If you have limited reviews by Customers before deployment to production you are in luck. In these situations, we encourage engineers to not move onto another task until the one they have just completed is reviewed. In fact, we consider it incomplete until it’s reviewed and deployed to production. This will lead the engineer to get up and get a colleague to review their work as soon as possible.
If the feature must be checked by a Customer then the solution is more nuanced. We try and send features over to clients via instant messaging as soon as they are ready to be reviewed. This is similar to our internal approach above. Failing that, if we need to deploy a hotfix to production we will back the changes out with git revert and deploy our changes up. This is cheeky, we know, but it often encourages you to change your policy of review or open up better lines of communication with your clients.
Dependency on other releases
We work jointly with other teams to deliver software on a regular basis. We try and integrate into a single team where possible, to work from the same codebase. However we have been in situations where the other team is delivering an API that our team will have to interact with.
Often we know the spec of the API before it is built so we can mock it out. Problems arise when a change to an API occurs and we update our code, but the API side has not implemented the change yet. A deployment to production would mean miscommunication with the API. This is a blocker.
Another variation of this is migrations not being run at the same time of deployment. If you push your code and it tries interacting with fields that do not exist yet, you’re going to have a bad time. Another blocker.

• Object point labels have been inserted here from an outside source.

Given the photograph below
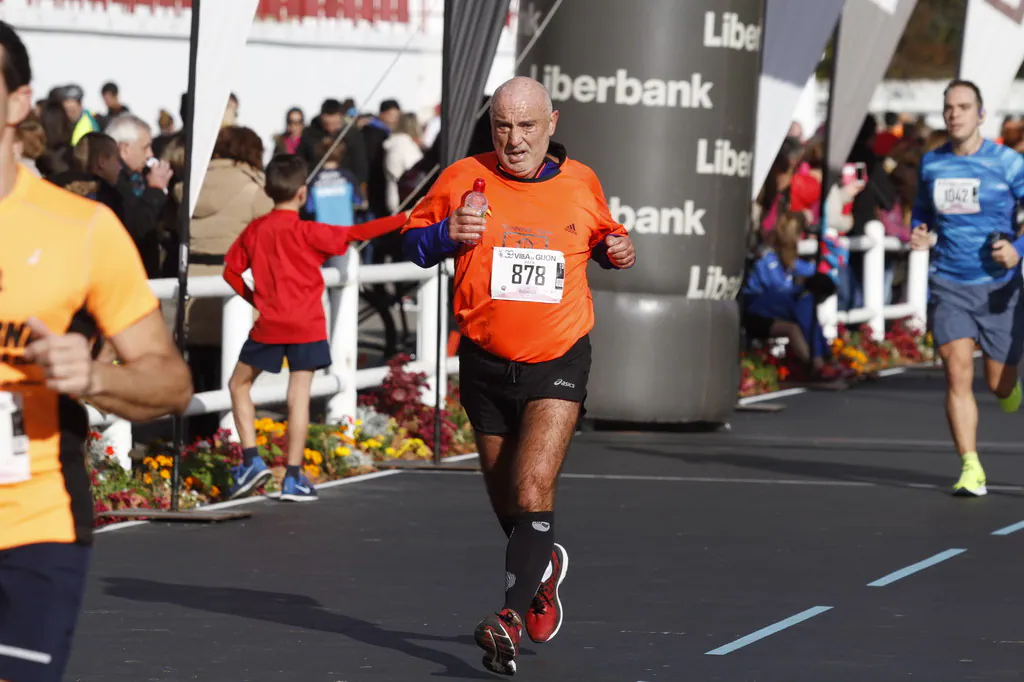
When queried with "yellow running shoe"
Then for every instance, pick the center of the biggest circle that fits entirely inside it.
(1012, 402)
(972, 481)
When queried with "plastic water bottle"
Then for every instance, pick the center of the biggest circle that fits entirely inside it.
(475, 200)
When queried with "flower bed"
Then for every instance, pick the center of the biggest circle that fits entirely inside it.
(390, 424)
(763, 372)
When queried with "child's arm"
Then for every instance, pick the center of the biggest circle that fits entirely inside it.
(237, 262)
(333, 240)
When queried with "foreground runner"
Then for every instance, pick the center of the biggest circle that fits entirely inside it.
(523, 306)
(65, 259)
(968, 196)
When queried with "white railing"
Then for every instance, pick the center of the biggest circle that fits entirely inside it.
(340, 382)
(873, 244)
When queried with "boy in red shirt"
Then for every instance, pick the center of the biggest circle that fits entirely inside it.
(286, 255)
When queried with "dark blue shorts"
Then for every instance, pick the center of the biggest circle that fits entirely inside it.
(992, 314)
(301, 356)
(41, 588)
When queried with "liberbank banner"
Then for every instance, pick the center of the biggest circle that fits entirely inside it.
(659, 98)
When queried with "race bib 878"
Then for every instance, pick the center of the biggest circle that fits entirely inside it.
(527, 274)
(15, 464)
(956, 196)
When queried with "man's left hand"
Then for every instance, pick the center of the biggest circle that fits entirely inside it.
(621, 252)
(1005, 254)
(67, 359)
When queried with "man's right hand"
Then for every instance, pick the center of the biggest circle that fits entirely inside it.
(160, 175)
(465, 226)
(920, 239)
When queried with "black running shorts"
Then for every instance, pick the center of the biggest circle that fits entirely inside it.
(41, 590)
(495, 391)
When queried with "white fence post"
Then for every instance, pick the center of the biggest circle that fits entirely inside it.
(828, 316)
(916, 287)
(875, 278)
(118, 435)
(432, 296)
(344, 336)
(238, 321)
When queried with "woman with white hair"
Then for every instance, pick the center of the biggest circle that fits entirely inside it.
(401, 152)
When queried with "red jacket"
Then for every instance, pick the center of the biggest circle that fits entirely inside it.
(286, 255)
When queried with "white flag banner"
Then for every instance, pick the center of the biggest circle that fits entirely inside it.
(992, 52)
(223, 30)
(867, 38)
(796, 35)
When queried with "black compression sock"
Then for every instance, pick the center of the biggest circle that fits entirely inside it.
(526, 558)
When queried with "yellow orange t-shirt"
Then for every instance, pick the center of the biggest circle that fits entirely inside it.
(564, 213)
(64, 257)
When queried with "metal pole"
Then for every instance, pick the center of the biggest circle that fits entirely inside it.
(184, 217)
(446, 159)
(439, 391)
(825, 179)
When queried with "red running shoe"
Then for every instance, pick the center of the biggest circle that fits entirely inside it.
(545, 614)
(499, 635)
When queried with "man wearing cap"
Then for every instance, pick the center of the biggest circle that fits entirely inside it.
(83, 121)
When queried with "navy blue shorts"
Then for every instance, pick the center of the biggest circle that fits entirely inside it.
(992, 314)
(301, 356)
(41, 588)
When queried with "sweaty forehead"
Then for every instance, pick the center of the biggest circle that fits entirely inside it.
(961, 95)
(518, 107)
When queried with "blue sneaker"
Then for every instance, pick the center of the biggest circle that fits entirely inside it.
(297, 489)
(247, 478)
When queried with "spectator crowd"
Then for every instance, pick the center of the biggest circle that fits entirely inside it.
(880, 182)
(118, 159)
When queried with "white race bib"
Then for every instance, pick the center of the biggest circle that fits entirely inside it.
(527, 274)
(954, 196)
(15, 464)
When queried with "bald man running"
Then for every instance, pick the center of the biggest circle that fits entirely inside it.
(524, 309)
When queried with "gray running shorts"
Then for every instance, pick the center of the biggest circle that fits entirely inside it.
(991, 313)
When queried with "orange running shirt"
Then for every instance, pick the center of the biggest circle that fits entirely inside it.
(537, 230)
(61, 255)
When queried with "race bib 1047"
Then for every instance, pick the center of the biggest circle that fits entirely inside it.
(527, 274)
(15, 464)
(955, 196)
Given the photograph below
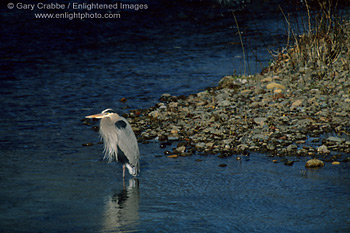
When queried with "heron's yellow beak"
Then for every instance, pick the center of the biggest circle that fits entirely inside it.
(98, 116)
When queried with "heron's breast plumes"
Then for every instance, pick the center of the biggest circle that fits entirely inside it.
(110, 139)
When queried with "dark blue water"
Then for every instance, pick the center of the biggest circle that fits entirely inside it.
(54, 72)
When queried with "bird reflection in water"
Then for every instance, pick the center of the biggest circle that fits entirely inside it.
(122, 208)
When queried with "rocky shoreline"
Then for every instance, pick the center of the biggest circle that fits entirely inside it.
(286, 110)
(298, 106)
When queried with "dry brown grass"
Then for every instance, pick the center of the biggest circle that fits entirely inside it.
(325, 41)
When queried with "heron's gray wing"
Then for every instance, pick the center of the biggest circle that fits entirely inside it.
(127, 142)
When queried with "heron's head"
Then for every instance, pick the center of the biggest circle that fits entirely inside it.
(107, 113)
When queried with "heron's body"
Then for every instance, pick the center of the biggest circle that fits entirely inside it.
(120, 143)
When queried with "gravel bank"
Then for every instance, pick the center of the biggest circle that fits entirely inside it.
(286, 110)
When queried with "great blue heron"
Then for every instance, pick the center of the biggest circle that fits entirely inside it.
(120, 143)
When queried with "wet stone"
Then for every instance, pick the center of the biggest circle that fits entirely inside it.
(312, 163)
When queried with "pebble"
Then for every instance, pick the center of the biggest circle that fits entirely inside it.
(312, 163)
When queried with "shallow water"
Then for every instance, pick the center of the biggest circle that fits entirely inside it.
(53, 73)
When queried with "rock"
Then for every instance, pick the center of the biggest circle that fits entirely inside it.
(224, 103)
(296, 103)
(180, 149)
(154, 114)
(275, 85)
(88, 144)
(200, 146)
(336, 139)
(267, 79)
(312, 163)
(123, 100)
(323, 150)
(242, 147)
(260, 120)
(288, 162)
(292, 148)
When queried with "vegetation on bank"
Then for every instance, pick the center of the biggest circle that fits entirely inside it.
(325, 41)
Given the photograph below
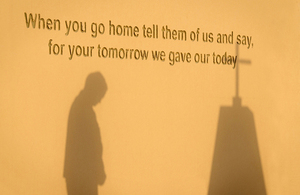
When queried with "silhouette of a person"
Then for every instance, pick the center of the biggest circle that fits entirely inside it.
(83, 168)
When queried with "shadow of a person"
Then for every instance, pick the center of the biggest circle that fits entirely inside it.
(83, 167)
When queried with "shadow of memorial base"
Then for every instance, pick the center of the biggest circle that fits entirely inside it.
(236, 167)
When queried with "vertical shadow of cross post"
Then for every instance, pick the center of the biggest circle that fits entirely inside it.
(236, 167)
(83, 168)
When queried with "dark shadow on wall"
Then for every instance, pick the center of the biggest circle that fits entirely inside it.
(236, 167)
(83, 168)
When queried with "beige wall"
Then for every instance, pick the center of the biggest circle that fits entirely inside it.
(158, 122)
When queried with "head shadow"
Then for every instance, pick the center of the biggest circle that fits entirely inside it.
(83, 166)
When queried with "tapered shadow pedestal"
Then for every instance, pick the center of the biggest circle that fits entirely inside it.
(236, 168)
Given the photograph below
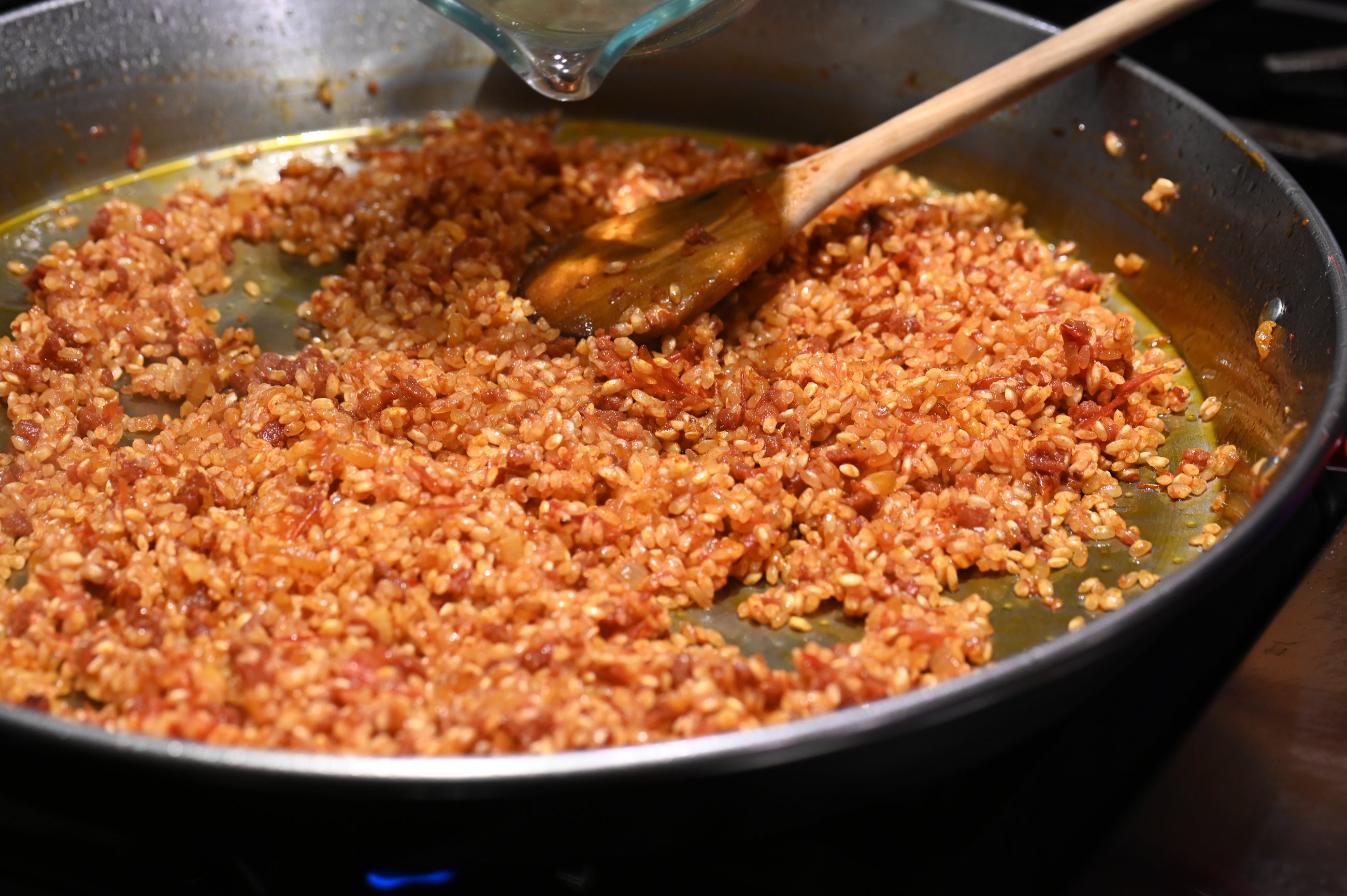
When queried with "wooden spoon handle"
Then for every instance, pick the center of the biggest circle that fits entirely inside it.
(813, 184)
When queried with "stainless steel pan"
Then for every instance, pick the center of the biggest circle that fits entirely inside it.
(1241, 243)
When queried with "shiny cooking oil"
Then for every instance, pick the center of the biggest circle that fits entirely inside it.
(284, 282)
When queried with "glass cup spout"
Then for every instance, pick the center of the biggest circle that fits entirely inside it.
(565, 49)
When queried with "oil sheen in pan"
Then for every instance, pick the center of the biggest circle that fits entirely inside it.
(284, 282)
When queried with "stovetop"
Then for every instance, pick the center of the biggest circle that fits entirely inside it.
(1234, 785)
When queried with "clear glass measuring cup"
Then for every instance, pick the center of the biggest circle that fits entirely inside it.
(564, 49)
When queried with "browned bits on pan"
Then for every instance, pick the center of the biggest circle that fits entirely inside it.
(135, 151)
(445, 529)
(1265, 337)
(1160, 194)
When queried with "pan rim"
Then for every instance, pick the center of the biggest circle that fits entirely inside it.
(793, 742)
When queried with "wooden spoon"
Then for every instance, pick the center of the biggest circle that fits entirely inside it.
(666, 263)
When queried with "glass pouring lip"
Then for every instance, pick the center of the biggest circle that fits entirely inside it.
(587, 72)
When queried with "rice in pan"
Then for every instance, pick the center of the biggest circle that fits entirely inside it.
(446, 529)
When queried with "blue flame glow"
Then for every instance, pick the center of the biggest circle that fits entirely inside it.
(380, 880)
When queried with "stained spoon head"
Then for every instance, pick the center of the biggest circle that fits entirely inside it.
(663, 265)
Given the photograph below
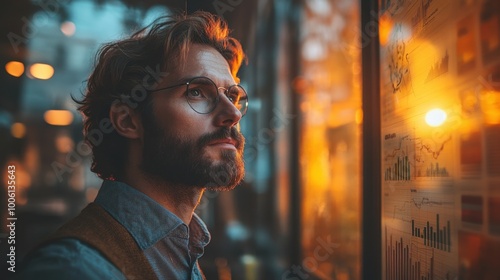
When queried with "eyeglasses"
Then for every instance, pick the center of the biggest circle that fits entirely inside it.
(202, 94)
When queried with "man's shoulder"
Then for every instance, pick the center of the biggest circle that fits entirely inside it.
(68, 258)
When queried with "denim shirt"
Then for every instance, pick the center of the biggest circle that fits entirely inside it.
(171, 247)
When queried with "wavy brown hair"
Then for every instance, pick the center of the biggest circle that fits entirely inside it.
(126, 68)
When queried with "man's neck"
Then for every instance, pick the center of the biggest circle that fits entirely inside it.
(180, 200)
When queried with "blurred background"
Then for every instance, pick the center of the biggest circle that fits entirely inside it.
(303, 76)
(369, 123)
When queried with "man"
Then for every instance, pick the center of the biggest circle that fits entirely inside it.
(167, 103)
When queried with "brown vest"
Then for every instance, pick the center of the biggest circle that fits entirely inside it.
(101, 231)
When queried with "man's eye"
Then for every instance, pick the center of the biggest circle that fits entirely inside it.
(195, 93)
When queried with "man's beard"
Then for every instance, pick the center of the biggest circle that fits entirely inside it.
(181, 162)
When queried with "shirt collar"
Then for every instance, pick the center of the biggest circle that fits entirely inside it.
(145, 219)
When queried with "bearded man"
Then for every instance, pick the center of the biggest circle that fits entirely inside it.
(161, 113)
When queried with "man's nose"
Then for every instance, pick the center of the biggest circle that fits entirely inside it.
(226, 112)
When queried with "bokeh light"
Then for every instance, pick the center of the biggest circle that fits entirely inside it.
(58, 117)
(41, 71)
(435, 117)
(68, 28)
(14, 68)
(18, 130)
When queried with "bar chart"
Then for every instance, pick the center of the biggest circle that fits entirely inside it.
(433, 236)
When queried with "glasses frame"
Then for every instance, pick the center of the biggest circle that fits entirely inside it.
(226, 91)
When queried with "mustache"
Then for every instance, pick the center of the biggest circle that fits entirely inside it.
(222, 134)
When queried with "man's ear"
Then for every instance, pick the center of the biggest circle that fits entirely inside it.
(125, 120)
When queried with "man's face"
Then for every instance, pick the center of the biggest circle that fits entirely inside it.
(182, 147)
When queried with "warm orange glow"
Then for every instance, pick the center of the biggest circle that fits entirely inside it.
(68, 28)
(58, 117)
(41, 71)
(435, 117)
(359, 116)
(490, 102)
(385, 28)
(14, 68)
(18, 130)
(64, 144)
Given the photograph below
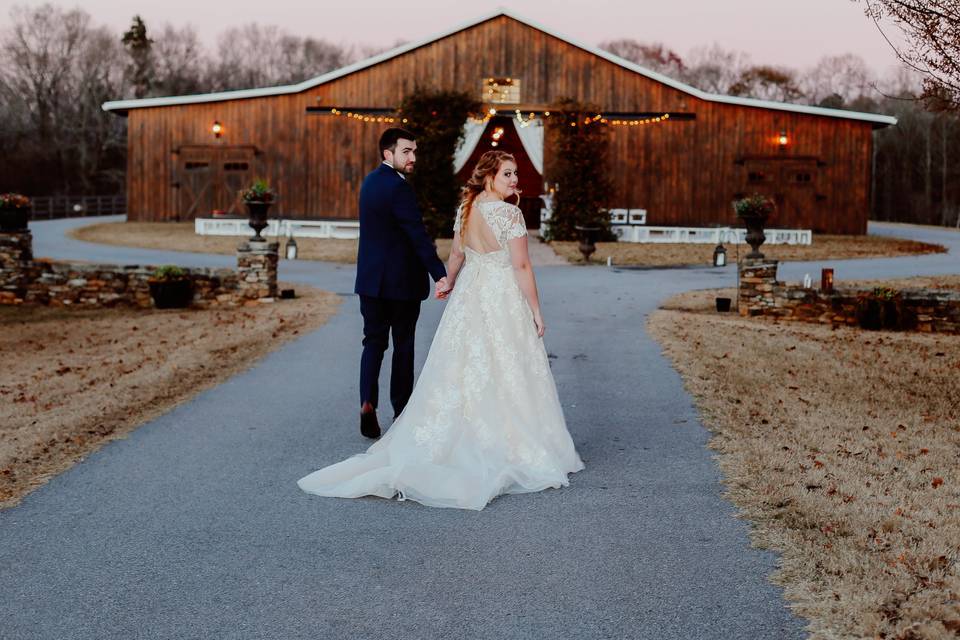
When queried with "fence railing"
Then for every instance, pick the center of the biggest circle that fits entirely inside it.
(49, 207)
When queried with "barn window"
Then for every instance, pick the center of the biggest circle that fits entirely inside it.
(501, 90)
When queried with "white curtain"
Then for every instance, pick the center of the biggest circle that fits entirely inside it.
(472, 132)
(531, 136)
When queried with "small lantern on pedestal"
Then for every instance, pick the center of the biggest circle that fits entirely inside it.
(826, 281)
(720, 256)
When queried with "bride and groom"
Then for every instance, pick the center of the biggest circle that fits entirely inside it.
(484, 418)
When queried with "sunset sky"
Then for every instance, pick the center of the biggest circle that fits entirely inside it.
(794, 34)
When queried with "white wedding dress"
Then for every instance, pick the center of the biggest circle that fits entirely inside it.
(484, 418)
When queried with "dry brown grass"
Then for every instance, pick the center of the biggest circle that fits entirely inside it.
(841, 446)
(180, 236)
(73, 380)
(824, 247)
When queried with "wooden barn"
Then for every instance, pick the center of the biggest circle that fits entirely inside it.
(189, 155)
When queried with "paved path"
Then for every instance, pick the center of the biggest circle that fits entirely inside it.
(193, 527)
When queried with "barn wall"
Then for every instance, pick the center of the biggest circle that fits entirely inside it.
(682, 172)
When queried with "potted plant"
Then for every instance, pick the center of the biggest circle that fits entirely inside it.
(882, 308)
(754, 211)
(171, 288)
(14, 212)
(258, 197)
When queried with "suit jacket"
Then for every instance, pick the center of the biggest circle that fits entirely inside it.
(395, 253)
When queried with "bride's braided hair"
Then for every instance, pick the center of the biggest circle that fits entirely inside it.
(487, 166)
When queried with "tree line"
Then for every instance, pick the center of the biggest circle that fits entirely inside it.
(57, 67)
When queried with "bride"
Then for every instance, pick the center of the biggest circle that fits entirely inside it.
(484, 418)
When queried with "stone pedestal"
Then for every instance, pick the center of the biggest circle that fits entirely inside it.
(758, 281)
(257, 270)
(16, 259)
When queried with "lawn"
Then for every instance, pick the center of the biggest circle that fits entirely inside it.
(74, 379)
(841, 447)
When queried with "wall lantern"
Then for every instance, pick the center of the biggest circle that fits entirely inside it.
(720, 256)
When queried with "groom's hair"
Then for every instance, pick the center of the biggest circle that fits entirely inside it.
(388, 139)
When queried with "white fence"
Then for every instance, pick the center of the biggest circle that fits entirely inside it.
(630, 226)
(706, 235)
(340, 229)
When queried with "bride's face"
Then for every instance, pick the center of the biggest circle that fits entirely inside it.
(505, 182)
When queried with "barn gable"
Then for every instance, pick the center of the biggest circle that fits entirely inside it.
(683, 171)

The first solution we jump to is hacking the setup. We try and get both our team to deliver the API in the same sprint and codebase as us, so we don’t deploy them separately. This way we can always keep in sync. We would always recommend running migrations on deployment and not having a siloed database administrator (DBA) run them instead. You can often convince the Ops Person or DBA to allow you to run migrations if you promise (and prove you are able) to only commit non-destructive migrations or get them to lock down DB permissions so you cannot drop tables, remove columns, etc.
Alternatively, if we cannot deliver as a single team, we get smart. Getting smart means using if statements. If this API call fails, fall back to using the older API call. If this field doesn’t exist in the database, don’t render it. This can get messy and should be cleaned up as soon as you can but it does unblock you.
The success of your Continuous Delivery practice depends on your ability to react and unblock your pipeline whenever issues arise. Broken builds occur and that’s okay, your team needs to be drilled to respond and fix them as soon as possible. Work in progress and work ready for review is part of the software delivery process, but must be dealt with sensibly.
Dependency on other releases should be avoided where possible but you can get smart too. Ultimately, if you develop a culture of responsibility for keeping the pathway clear, then you will truly start to benefit from Continuous Delivery.